Hip-hop’s history makes it difficult for the church to welcome it with open arms. It’s often considered the music genre that promotes gang activity, objectifies women and uses offensive language. However, just because the content associated with the genre promotes such content doesn’t mean the genre itself should be shunned, especially by the church.

“There’s this kind of misunderstanding when you’re not from the culture that hip-hop is rooted in,” creator of The Good Christian Music Blog and Christian hip-hop fan Stephen Bradley said. “It’s the classic thing you get in life when you look at another culture and completely misinterpret it and  just see it as a scary thing you don’t know. The church has kind of done that with hip-hop; they don’t quite know how to respond to it because they don’t understand it.”

Yet hip-hop’s roots in the South Bronx during the late 1960s told individuals’ stories and connected communities. Its emphasis on lyrical content more than any other genre makes hip-hop the perfect storytelling device, or as Bradley labels it, testimony music.

“It’s a chance to say here’s my story, here’s what God has done in my life,” Bradley said. “It’s much more personal, and you can perhaps relate to it more than the average worship song because there’s more specifics than a song designed for a congregation to sing.”

The music genre is also another way to engage with communities who connect with hip-hop culture. Three Chicago-
based artists created the Streetlights Bible after discovering the need for sharing the Gospel to the inner-
city youth who struggle to read, yet could recite hip-hop albums perfectly. The Streetlights Bible uses “word to word Scripture over a hip-hop soundtrack” to teach the Bible in a way that connects with the inner-city youth’s culture.

The Shoemaker

So does that make the Christian rapper the one who only speaks Scripture over a hip-hop beat? Or the ones who talk about their faith in a PG way?

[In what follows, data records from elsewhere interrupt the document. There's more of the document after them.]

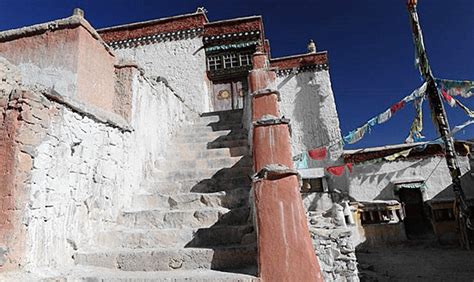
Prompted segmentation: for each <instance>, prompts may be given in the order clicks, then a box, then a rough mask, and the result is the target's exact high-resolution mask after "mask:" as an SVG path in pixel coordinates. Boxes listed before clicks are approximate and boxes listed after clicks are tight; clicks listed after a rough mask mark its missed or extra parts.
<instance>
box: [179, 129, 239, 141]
mask: <svg viewBox="0 0 474 282" xmlns="http://www.w3.org/2000/svg"><path fill="white" fill-rule="evenodd" d="M236 139H247V132H246V131H243V130H239V131H230V130H228V131H227V130H226V131H213V132H208V133H205V134H198V133H194V132H188V133H186V134H180V135H178V136H176V138H175V139H174V142H175V143H190V142H213V141H227V140H236Z"/></svg>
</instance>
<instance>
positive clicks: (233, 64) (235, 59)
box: [222, 54, 239, 69]
mask: <svg viewBox="0 0 474 282" xmlns="http://www.w3.org/2000/svg"><path fill="white" fill-rule="evenodd" d="M222 59H223V61H224V68H225V69H230V68H233V67H238V66H239V64H238V61H237V55H236V54H225V55H223V56H222Z"/></svg>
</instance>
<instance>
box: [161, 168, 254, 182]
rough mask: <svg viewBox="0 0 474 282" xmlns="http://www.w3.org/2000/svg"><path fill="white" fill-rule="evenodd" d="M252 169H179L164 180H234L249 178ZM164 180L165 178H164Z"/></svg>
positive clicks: (172, 173)
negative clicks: (239, 178) (235, 179)
mask: <svg viewBox="0 0 474 282" xmlns="http://www.w3.org/2000/svg"><path fill="white" fill-rule="evenodd" d="M252 171H253V170H252V167H250V166H242V167H230V168H222V169H219V170H216V169H201V168H196V169H186V168H185V169H178V170H175V169H173V171H171V172H169V173H168V174H167V175H166V177H165V178H164V180H167V181H175V182H180V181H186V180H201V179H208V178H212V179H232V178H240V177H242V176H249V175H251V174H252ZM162 179H163V178H162Z"/></svg>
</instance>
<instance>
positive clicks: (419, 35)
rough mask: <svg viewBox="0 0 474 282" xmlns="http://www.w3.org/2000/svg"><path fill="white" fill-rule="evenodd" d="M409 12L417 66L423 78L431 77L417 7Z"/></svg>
mask: <svg viewBox="0 0 474 282" xmlns="http://www.w3.org/2000/svg"><path fill="white" fill-rule="evenodd" d="M409 12H410V22H411V27H412V29H413V32H412V33H413V42H414V44H415V66H416V67H417V68H418V70H419V71H420V74H421V76H422V77H424V78H426V77H427V76H428V75H431V69H430V65H429V63H428V57H427V56H426V53H425V46H424V42H423V33H422V32H421V27H420V21H419V19H418V13H417V12H416V7H414V6H413V7H411V8H410V10H409Z"/></svg>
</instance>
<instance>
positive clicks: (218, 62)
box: [207, 56, 222, 70]
mask: <svg viewBox="0 0 474 282" xmlns="http://www.w3.org/2000/svg"><path fill="white" fill-rule="evenodd" d="M207 63H208V65H209V70H218V69H221V68H222V60H221V57H220V56H211V57H208V58H207Z"/></svg>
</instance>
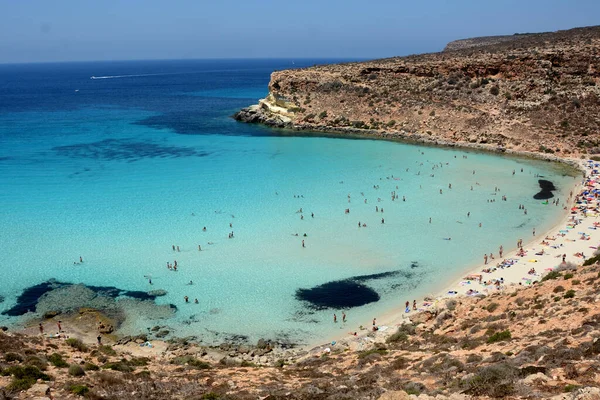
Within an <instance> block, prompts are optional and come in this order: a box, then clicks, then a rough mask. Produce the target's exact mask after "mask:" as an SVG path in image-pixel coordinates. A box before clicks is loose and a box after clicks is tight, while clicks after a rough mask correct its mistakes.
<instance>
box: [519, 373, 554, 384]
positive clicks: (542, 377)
mask: <svg viewBox="0 0 600 400" xmlns="http://www.w3.org/2000/svg"><path fill="white" fill-rule="evenodd" d="M549 380H550V378H548V377H547V376H546V375H544V374H542V373H541V372H538V373H537V374H531V375H529V376H527V377H525V378H523V379H521V382H522V383H524V384H525V385H531V384H533V383H534V382H536V381H541V382H548V381H549Z"/></svg>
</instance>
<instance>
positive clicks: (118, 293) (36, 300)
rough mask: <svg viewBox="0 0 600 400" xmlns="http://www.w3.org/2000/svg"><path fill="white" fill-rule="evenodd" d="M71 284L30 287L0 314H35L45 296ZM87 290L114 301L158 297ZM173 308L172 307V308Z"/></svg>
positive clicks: (106, 289)
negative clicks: (119, 297)
mask: <svg viewBox="0 0 600 400" xmlns="http://www.w3.org/2000/svg"><path fill="white" fill-rule="evenodd" d="M74 286H75V285H74V284H72V283H65V282H60V281H57V280H54V279H51V280H49V281H46V282H42V283H40V284H38V285H34V286H30V287H28V288H27V289H25V290H23V292H22V293H21V294H20V295H19V297H17V302H16V304H15V305H14V306H13V307H12V308H10V309H8V310H5V311H3V312H2V315H8V316H10V317H18V316H21V315H24V314H27V313H28V312H36V311H37V305H38V303H39V301H40V299H41V298H42V296H44V295H45V294H47V293H49V292H52V291H53V290H56V289H62V288H67V287H74ZM84 286H85V287H86V288H87V289H89V290H91V291H92V292H93V293H94V294H95V295H96V296H103V297H107V298H112V299H116V298H117V297H129V298H133V299H136V300H140V301H145V300H151V301H154V300H156V298H157V297H158V296H157V295H153V294H150V293H147V292H142V291H137V290H123V289H119V288H116V287H113V286H86V285H84ZM173 307H175V306H172V307H171V308H173Z"/></svg>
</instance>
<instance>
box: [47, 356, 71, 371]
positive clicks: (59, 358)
mask: <svg viewBox="0 0 600 400" xmlns="http://www.w3.org/2000/svg"><path fill="white" fill-rule="evenodd" d="M48 361H50V364H52V365H54V366H55V367H57V368H67V367H68V366H69V363H68V362H66V361H65V360H64V359H63V358H62V356H61V355H60V354H58V353H53V354H51V355H50V357H48Z"/></svg>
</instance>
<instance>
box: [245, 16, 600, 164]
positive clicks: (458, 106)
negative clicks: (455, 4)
mask: <svg viewBox="0 0 600 400" xmlns="http://www.w3.org/2000/svg"><path fill="white" fill-rule="evenodd" d="M269 90H270V93H269V95H268V97H267V98H266V99H264V100H263V101H261V103H260V105H259V106H255V107H250V108H249V109H245V110H243V111H242V112H240V113H238V114H236V116H235V117H236V118H238V119H240V120H243V121H247V122H261V123H266V124H268V125H272V126H277V127H285V128H291V129H297V130H308V131H310V130H315V131H327V132H341V133H348V132H355V133H363V134H366V135H373V136H383V137H387V138H389V137H396V138H400V139H408V140H416V141H421V142H430V143H442V144H463V145H475V146H480V147H487V148H490V149H497V148H500V149H502V150H513V151H524V152H539V153H542V154H544V153H545V154H555V155H558V156H577V155H580V154H596V153H598V152H600V146H599V137H598V133H599V131H600V27H598V26H596V27H588V28H577V29H572V30H567V31H559V32H555V33H543V34H528V35H514V36H502V37H498V39H494V38H490V37H487V38H480V39H477V38H476V39H465V40H460V41H456V42H452V43H451V44H450V45H449V46H448V48H447V49H446V51H444V52H440V53H431V54H422V55H415V56H408V57H399V58H389V59H383V60H375V61H369V62H359V63H348V64H337V65H323V66H315V67H311V68H305V69H296V70H286V71H278V72H274V73H273V74H272V75H271V82H270V84H269Z"/></svg>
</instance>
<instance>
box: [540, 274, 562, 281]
mask: <svg viewBox="0 0 600 400" xmlns="http://www.w3.org/2000/svg"><path fill="white" fill-rule="evenodd" d="M561 276H562V275H561V273H560V272H557V271H551V272H548V273H547V274H546V276H544V277H543V278H542V282H544V281H549V280H551V279H557V278H560V277H561Z"/></svg>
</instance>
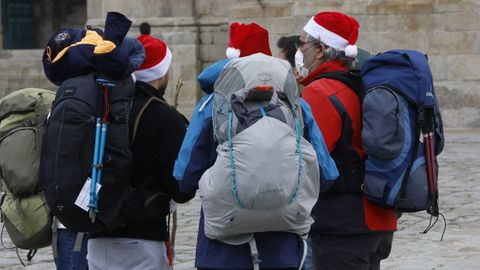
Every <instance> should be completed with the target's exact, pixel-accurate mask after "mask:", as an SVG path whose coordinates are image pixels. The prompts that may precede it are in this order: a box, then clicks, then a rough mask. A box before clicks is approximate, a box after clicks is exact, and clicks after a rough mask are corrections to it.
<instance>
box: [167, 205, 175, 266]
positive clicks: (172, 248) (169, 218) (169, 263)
mask: <svg viewBox="0 0 480 270" xmlns="http://www.w3.org/2000/svg"><path fill="white" fill-rule="evenodd" d="M167 235H168V240H167V243H166V246H167V257H168V265H170V267H172V269H173V248H172V242H171V241H170V214H168V217H167Z"/></svg>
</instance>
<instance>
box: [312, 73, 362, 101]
mask: <svg viewBox="0 0 480 270" xmlns="http://www.w3.org/2000/svg"><path fill="white" fill-rule="evenodd" d="M323 78H326V79H334V80H337V81H340V82H342V83H343V84H345V85H346V86H348V88H350V89H352V91H353V92H355V94H357V96H358V97H360V98H362V97H363V95H364V94H365V88H364V86H363V82H362V77H361V76H360V74H358V73H356V72H352V71H331V72H325V73H322V74H320V76H318V77H316V78H315V79H314V80H319V79H323Z"/></svg>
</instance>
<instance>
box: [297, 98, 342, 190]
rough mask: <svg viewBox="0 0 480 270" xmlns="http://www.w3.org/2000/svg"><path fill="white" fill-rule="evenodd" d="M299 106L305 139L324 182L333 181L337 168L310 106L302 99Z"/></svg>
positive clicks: (337, 174)
mask: <svg viewBox="0 0 480 270" xmlns="http://www.w3.org/2000/svg"><path fill="white" fill-rule="evenodd" d="M300 105H301V107H302V116H303V122H304V123H305V127H306V130H307V132H308V134H307V138H309V141H310V144H311V145H312V146H313V148H314V149H315V152H316V153H317V159H318V164H319V166H320V169H321V172H322V174H323V176H324V177H325V180H328V181H332V180H335V179H337V177H338V170H337V166H336V165H335V162H334V161H333V159H332V157H330V154H329V153H328V149H327V146H326V145H325V141H324V140H323V135H322V132H321V131H320V128H319V127H318V125H317V123H316V122H315V119H314V118H313V114H312V110H311V109H310V105H308V103H307V102H306V101H305V100H303V98H300Z"/></svg>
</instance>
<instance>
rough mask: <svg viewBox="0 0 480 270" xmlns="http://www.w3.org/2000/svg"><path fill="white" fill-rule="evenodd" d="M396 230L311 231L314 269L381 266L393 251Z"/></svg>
mask: <svg viewBox="0 0 480 270" xmlns="http://www.w3.org/2000/svg"><path fill="white" fill-rule="evenodd" d="M392 240H393V232H383V233H369V234H359V235H326V234H324V235H318V234H314V235H312V248H313V265H314V267H315V270H326V269H328V270H352V269H355V270H380V261H381V260H383V259H386V258H387V257H388V255H390V251H391V249H392Z"/></svg>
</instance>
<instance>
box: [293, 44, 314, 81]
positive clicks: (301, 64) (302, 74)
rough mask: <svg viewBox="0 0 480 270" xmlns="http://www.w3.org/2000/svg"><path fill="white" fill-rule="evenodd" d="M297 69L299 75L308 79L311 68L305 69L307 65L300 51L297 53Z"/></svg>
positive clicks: (301, 52)
mask: <svg viewBox="0 0 480 270" xmlns="http://www.w3.org/2000/svg"><path fill="white" fill-rule="evenodd" d="M295 68H296V69H297V71H298V74H300V76H302V77H304V78H305V77H307V76H308V73H309V72H310V69H309V68H306V67H305V64H304V63H303V53H302V51H300V49H298V50H297V52H296V53H295Z"/></svg>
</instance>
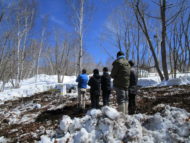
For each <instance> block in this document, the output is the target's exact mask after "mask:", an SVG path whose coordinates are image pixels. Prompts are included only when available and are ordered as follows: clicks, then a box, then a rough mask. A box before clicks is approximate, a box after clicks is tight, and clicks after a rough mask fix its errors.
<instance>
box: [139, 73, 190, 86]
mask: <svg viewBox="0 0 190 143" xmlns="http://www.w3.org/2000/svg"><path fill="white" fill-rule="evenodd" d="M186 84H190V74H179V75H177V78H171V79H169V80H168V81H162V82H161V81H160V79H159V77H158V76H149V77H147V78H139V79H138V85H139V86H142V87H150V86H173V85H186Z"/></svg>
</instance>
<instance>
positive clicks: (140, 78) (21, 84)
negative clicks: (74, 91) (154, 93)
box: [0, 73, 190, 104]
mask: <svg viewBox="0 0 190 143" xmlns="http://www.w3.org/2000/svg"><path fill="white" fill-rule="evenodd" d="M177 77H178V78H176V79H170V80H168V81H163V82H160V79H159V77H158V76H157V75H156V74H155V73H151V74H149V77H147V78H139V80H138V85H139V86H142V87H147V86H166V85H168V86H170V85H183V84H190V74H178V75H177ZM75 80H76V76H65V77H64V81H63V84H67V86H73V85H75V86H76V85H77V83H76V82H75ZM57 85H59V83H58V82H57V76H56V75H45V74H42V75H38V77H37V81H36V77H32V78H29V79H25V80H23V81H21V84H20V88H17V89H13V88H11V87H12V86H11V84H10V83H7V84H6V85H5V90H4V91H3V92H0V104H2V103H3V102H4V101H7V100H12V99H17V98H22V97H27V96H31V95H34V94H36V93H40V92H44V91H48V90H50V89H54V88H56V86H57Z"/></svg>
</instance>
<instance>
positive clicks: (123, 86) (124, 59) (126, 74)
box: [111, 57, 130, 90]
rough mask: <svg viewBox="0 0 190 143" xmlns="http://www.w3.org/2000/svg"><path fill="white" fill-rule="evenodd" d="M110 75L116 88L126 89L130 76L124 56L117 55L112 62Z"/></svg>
mask: <svg viewBox="0 0 190 143" xmlns="http://www.w3.org/2000/svg"><path fill="white" fill-rule="evenodd" d="M112 65H113V68H112V71H111V77H112V78H113V79H114V81H113V84H114V86H115V87H116V88H120V89H124V90H128V87H129V78H130V65H129V63H128V60H126V59H125V58H124V57H119V58H118V59H117V60H115V61H114V62H113V64H112Z"/></svg>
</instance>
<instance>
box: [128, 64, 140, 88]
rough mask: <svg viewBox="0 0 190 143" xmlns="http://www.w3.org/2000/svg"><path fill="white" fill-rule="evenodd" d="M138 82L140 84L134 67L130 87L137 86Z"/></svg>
mask: <svg viewBox="0 0 190 143" xmlns="http://www.w3.org/2000/svg"><path fill="white" fill-rule="evenodd" d="M137 82H138V78H137V73H136V70H135V68H133V67H132V68H131V71H130V84H129V86H136V85H137Z"/></svg>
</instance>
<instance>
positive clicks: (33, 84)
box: [0, 74, 77, 104]
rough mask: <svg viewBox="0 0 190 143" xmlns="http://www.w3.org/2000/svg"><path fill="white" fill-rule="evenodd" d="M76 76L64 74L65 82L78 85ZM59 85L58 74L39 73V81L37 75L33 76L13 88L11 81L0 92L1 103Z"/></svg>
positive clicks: (70, 83)
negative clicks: (43, 73)
mask: <svg viewBox="0 0 190 143" xmlns="http://www.w3.org/2000/svg"><path fill="white" fill-rule="evenodd" d="M75 80H76V77H75V76H64V81H63V84H67V85H76V84H77V83H76V82H75ZM57 85H59V83H58V82H57V76H56V75H51V76H50V75H45V74H42V75H38V77H37V81H36V77H32V78H29V79H26V80H23V81H21V83H20V88H17V89H13V88H12V86H11V84H10V83H7V84H6V85H5V90H4V91H3V92H0V104H2V103H3V102H4V101H6V100H12V99H17V98H22V97H27V96H31V95H34V94H36V93H40V92H44V91H48V90H50V89H54V88H56V86H57Z"/></svg>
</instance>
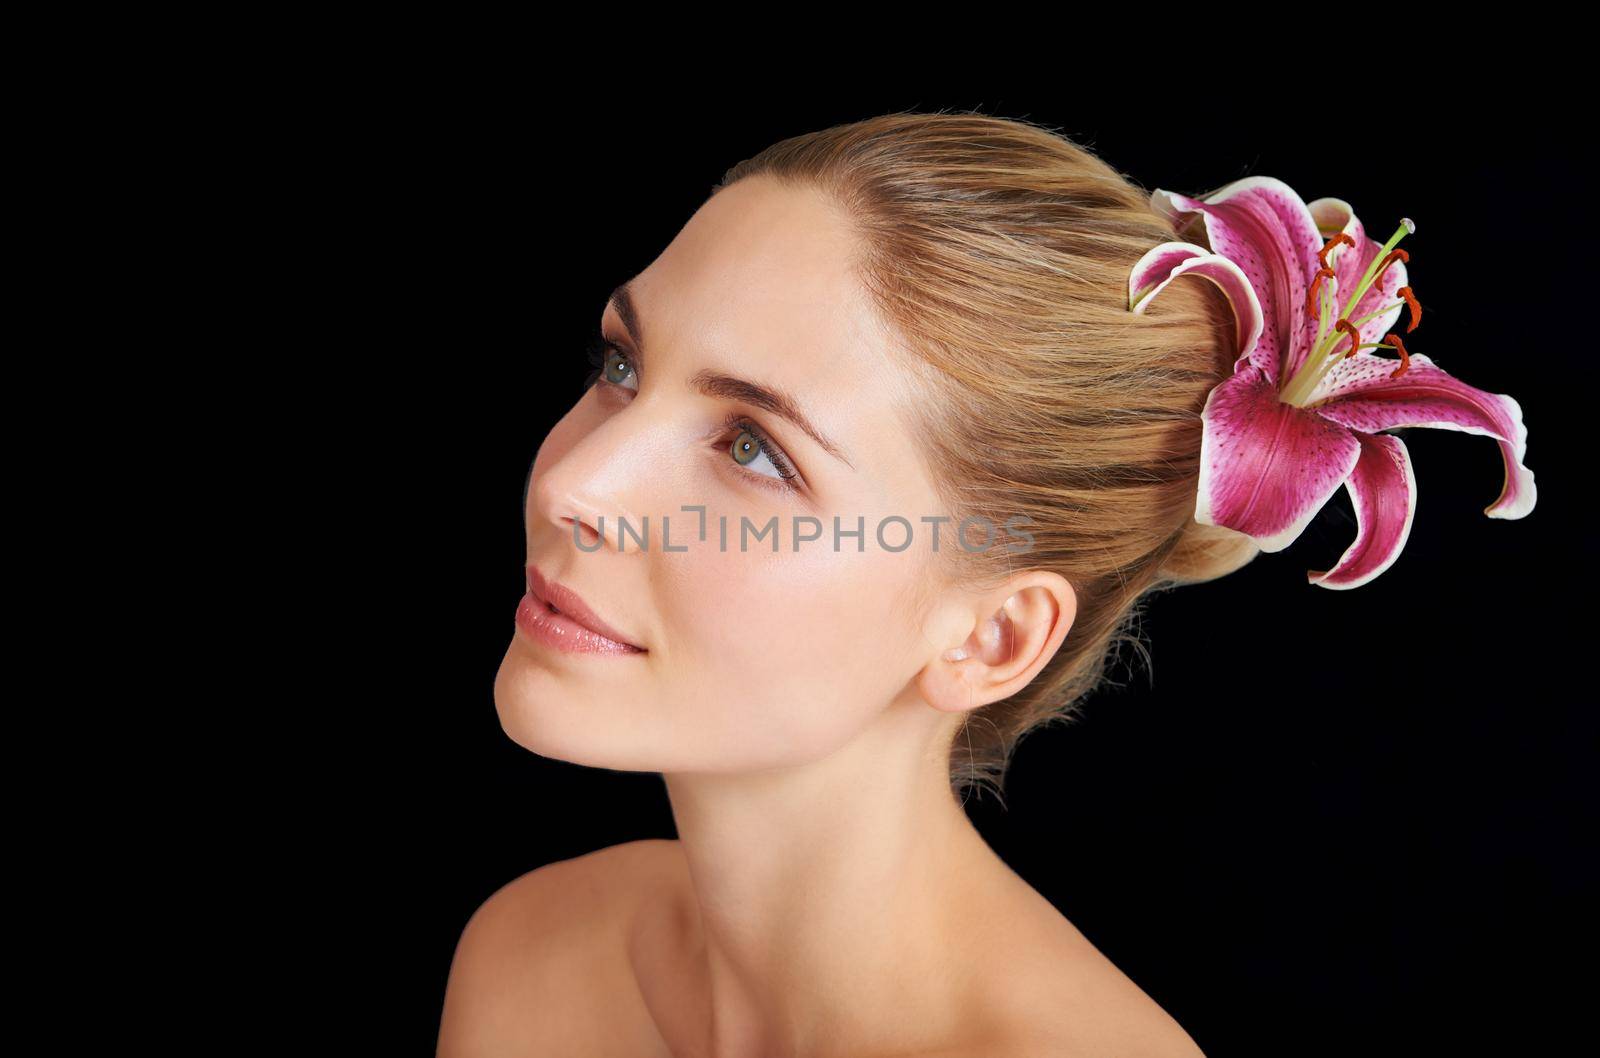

Bradley uses C.S. Lewis’ shoemaker example to define what it means to be a Christian hip-hop artist.

“The Christian shoemaker isn’t a Christian shoemaker by putting crosses on every shoe they make,” Bradley said. “They just run their business in an ethical and morally good way. They show Christ through their work ethic, and I think that applies to music as well.”

Bradley mentions that he knows artists who consider themselves on both ends of the spectrum, and it is ultimately up to the artist to decide their vision. Whether the artist wants their music to be targeted towards youth groups to teach them about Jesus, or wants their music to share his/her testimony and personal struggles in their faith, it’s up to the Christian artist to do so.

Yet that’s where the irony kicks in—when the Christian community shuns the hip-hop artist for producing content that would be found in a testimony. Just this past month, the Christian bookstore LifeWay pulled the hip-hop artist Sho Baraka’s album from stores because he said the word “penis” in regards to his past immoral ways.

“It’s not strange for churches to talk about sex or more importantly sexual impurity,” Bradley said. “Yet when a rapper actually talks about their story and struggles with it, encouraging people to live their life in a godly way, that’s when the church gets all caught up and doesn’t know what to do…You have to look at it more as testimony music; it really is just people telling their story.”

The Public Stage

This new wave of hip-hop gospel may just be a trend in the music industry. “For whatever reason, religion becomes a cool marketing device, yet ironically only for those outside of religion,” Bradley said.

Yet after Chance’s Grammy performance, audiences couldn’t stop questioning his religious views, including Christian bloggers. For that reason, Bradley has a lot of sympathy and empathy for musicians like Chance, as it must be difficult to wrestle with their beliefs on a very public stage.

“You have one side critiquing you for not being that gangster you were a few years ago and you have the other side of the church saying, ‘You don’t use the right language, you’re not one of us,’” Bradley said. “It’s never that simple, you don’t just become a Christian overnight, you become a Christian your whole life.”

Bradley found Chance’s Grammy performance worthy of praise for taking a platform as huge as the Grammys to profess his faith, with or without the label of a Christian rapper.

“I have never heard a Christian artist sing ‘How Great is Our God’ at the Grammys, and let’s be honest, if most churchesgot to play at the Grammys, they’d probably play one of their more watered-down songs,” Bradley said. “I think what Chance did was amazing, and one of the coolest versions of ‘How Great is Our God’ you’ll ever hear.”